Does all this suggest a thumbs-down, negative, conclusion about EBP? Not necessarily. It argues rather for a more nuanced approach and strategy. It suggests the importance of recognizing the complexity of the policy process and the diversity of the kinds of relevant evidence. Above all, it underlines the importance of recognizing that policy itself provides most of the evidence. If we see policy as experiment,12 if we acknowledge that policy is largely a trial-and-error process, then it follows that the scientific community can make a crucial contribution not by deriving policy prescriptions from the research it produces (the delusional vanity of some members of that community) but by providing rigorous and fast evaluations.

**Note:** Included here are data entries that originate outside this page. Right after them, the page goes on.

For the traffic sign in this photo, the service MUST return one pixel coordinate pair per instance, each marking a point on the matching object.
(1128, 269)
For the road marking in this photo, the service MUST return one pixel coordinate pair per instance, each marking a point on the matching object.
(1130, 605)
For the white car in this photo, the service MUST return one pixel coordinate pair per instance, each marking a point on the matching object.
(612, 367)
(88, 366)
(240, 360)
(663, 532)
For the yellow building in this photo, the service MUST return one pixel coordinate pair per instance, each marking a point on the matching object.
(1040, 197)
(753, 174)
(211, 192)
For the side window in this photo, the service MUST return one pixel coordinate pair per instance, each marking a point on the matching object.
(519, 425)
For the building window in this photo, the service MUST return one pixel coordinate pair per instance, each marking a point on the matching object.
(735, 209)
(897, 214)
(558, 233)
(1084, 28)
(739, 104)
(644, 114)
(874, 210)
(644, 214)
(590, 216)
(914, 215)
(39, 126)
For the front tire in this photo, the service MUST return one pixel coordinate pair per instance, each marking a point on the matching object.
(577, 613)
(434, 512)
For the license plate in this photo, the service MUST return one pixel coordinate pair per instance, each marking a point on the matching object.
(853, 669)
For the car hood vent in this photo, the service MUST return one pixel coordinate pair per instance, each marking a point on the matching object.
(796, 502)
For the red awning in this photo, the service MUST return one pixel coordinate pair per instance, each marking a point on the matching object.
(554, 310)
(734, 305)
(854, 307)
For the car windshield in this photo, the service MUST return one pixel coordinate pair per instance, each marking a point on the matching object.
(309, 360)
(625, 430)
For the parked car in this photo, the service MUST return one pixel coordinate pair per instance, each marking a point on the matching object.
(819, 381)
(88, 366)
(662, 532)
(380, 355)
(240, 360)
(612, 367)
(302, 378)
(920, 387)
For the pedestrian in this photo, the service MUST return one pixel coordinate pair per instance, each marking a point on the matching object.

To make this point is also to conclude that history may be one of the best sources of evidence for policy-making. This is not to argue that politicians should—as they did until the decline of classical studies—go back to Thucydides or Tacitus for their policy exemplars. Nor is it to imply that history gives clear messages: for instance, misreading and misapplication of the lessons of Munich, that dictators must not be appeased, led to a series of policy disasters, starting with the Suez adventure. It is, however, to suggest that recent history provides a series of case studies whose systematic review can provide highly relevant evidence for policy-makers. A start on this has been made by the Economic and Social Research Council's Centre for Evidence Based Policy and Practice—for example, producing a review of what we know about 'naming and shaming' strategies.13
In summary, then, provided that we do not simplistically apply the EBM model, there remains a modest case for EBP. The kind of techniques used in EBM—notably randomized controlled trials—are not applicable in the case of policy-making. However, the intellectual rigour that EBM applies to systematic reviews of evidence is transferable. If we enlarge the meaning of evidence, there is indeed scope for bringing more intellectual edge to the analysis of what we can learn from the past. But, equally important, if we remember that evidence speaks with many voices—and that our values drive facts14 and shape the conclusions we draw from them—we will also conclude that any such exercise will be no more, and should be no more, than one contribution to the process of policy-making.
Note This article is based on a lecture given at the London School of Hygiene and Tropical Medicine where Rudolf Klein is a Visiting Professor.